USHI, as you said, you were studying in America before, and I assume you were in a band there as well. What are the differences between the scene overseas and in Japan?

USHI: The point I was most surprised by in this scene was that it smells good. (laughs) Because the girls like to do this. (pretends he was spraying his hair) The first time I performed at a visual kei gig in a session, I went in and I thought “Oh, it smells good.” Up until now I only knew the smell of spilled beer, mould, the smell of older men or hamburgers, because I had been playing in such bar-like places. But it was very different.
JET: Like the smell of shampoo.
USHI: When I was in high school in Japan I used to play at punk gigs where you’d have moshing and such, and that too had this male smell. But apart from that, it’s the response of the audience. It’s quiet between songs here. Sometimes the audience calls our names, but many times when you finish “bam!” and it goes silent, so you’re like (whispers) “Is everything alright?” While overseas you’d go “Thank you” and the audience goes “Yeah!” That’s very different, the reaction of the public.

Where would you want to go overseas if you could?

DAISHI: I’d like to shoot a music video in front of the pyramids! (laughs)
JET: I’d like to shoot one in the Grand Canyon! And with a helicopter as well.
AIKA: Angkor Wat.
JET: That’s like in the jungle, right?
AIKA: Somewhere in Asia where they have elephants, and Turkey. I’d like to go somewhere that would have new things that you can’t find in Japan and get a stimulus from it.
USHI: I really want to go to Sweden! I love Swedish music, and the desktop of my computer is a picture of Sweden. The cities are really beautiful there, towns connected by bridges and the pretty buildings.
DAISHI: I want to play live shows in every country in the world.
JET: I want to go to Africa!
[MU:]: Why do you come up with Africa now? (laugh)
JET: I’m interested to see the reaction of the audience, whether they would be jumping along, and then gazelles would be jumping along with them. (laughs)
DAISHI: But I really want to see different reactions, so I want to go everywhere in the world. Please call us. (laughs)
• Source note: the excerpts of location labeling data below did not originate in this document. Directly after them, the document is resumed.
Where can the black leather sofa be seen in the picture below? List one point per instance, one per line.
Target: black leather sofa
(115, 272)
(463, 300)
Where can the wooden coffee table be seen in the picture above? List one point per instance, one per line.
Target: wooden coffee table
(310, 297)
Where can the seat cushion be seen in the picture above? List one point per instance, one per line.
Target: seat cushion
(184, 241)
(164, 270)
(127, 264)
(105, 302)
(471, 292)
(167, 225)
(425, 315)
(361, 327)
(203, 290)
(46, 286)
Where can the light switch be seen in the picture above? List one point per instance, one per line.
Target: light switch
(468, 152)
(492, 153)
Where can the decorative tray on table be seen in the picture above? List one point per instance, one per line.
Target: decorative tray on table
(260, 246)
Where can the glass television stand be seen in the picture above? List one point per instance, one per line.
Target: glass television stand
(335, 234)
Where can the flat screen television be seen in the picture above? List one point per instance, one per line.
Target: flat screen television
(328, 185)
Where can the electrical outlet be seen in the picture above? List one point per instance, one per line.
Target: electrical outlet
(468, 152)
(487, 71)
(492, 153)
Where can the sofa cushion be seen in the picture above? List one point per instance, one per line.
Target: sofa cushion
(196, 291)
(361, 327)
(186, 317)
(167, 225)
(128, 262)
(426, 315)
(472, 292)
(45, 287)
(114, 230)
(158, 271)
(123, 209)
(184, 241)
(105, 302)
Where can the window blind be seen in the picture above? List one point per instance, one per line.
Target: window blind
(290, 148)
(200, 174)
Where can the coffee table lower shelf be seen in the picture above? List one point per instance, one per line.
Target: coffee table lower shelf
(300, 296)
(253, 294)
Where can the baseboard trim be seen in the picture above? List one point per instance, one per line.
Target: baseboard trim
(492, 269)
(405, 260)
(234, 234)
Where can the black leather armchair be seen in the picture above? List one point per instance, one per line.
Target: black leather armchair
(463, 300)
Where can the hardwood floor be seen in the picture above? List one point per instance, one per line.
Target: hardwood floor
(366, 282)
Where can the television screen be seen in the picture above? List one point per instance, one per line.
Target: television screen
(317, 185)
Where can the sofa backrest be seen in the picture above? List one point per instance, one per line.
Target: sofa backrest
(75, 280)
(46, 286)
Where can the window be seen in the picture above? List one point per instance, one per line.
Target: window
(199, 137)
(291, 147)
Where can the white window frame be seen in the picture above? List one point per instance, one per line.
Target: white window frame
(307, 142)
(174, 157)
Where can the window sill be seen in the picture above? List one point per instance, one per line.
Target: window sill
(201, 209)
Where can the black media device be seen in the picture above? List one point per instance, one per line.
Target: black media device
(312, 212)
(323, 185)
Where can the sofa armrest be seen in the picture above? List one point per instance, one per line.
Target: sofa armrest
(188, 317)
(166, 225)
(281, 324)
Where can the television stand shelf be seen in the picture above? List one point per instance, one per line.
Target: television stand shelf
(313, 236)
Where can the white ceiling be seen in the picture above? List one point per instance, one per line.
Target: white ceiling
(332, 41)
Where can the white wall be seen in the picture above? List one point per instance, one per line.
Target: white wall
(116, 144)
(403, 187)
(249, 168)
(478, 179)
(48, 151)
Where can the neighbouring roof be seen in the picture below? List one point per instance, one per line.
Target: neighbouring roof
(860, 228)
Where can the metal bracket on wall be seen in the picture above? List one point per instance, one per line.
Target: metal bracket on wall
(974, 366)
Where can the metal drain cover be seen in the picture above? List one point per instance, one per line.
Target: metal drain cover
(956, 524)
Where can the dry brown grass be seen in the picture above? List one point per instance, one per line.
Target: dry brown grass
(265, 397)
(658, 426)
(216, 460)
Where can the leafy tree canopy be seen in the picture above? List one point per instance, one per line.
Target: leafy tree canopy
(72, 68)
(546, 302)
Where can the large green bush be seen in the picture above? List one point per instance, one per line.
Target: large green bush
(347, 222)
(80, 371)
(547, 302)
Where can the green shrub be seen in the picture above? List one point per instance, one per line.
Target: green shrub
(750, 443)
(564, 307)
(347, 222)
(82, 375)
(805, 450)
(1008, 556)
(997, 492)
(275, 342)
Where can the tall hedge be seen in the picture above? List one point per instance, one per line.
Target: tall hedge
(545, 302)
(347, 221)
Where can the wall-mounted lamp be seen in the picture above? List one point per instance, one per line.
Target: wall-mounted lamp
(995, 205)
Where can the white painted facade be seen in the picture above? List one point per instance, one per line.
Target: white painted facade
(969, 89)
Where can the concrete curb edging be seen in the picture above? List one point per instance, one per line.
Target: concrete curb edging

What kind of music do each of you get influenced by?

USHI: Progressive rock, and originally Queen.

What about currently active artists?

USHI: This. (points at the T-shirt he is wearing). Periphery.
DAISHI: If we talk bands, when I was in high school, Metallica, Pantera, Megadeth were popular and we did covers of them. I also love trance and clubs, German techno and such, so I started doing a fusion of trance and metal. That was the origin for the music I started to make myself.
AIKA: For me it’s J-pop. And it’s probably different from DAISHI, but I also like clubs. I like soul. So rather than heavy music, I had been listening to music that brings out the melody. That was the start of music for me.
JET: I too like 90's J-pop, especially Komuro Tetsuya, who I respect a lot. The music that he made has become my musical roots.

Could you leave a message for our readers please?

AIKA: Thank you for reading until the end. We are still starting up, but from now on too we will do our best to bring out music that we can share with you, so please look forward to [MU:]’s activities. I would be grateful if you could watch over us with warmth. Thank you!
JET: We are creating something that not many people around us are doing. In fact we are doing something that only we can do, and we have confidence in doing it, so I would be happy if you listened to our CDs and came to see our lives.
USHI: Thank you for reading this. We are a young band, but we are doing our best not to show this! Plus, I think we are a good band, so you should check us out! (laughs)
DAISHI: I am going to write different sorts of songs, so I would like you to look forward to them. We also would love to do an overseas tour, and your voices could help us with it. You can listen to our songs on YouTube, and if you like them, if you get asked “What is your favourite band?” and you said [MU:], I would be happy. I am looking forward to seeing you in venues!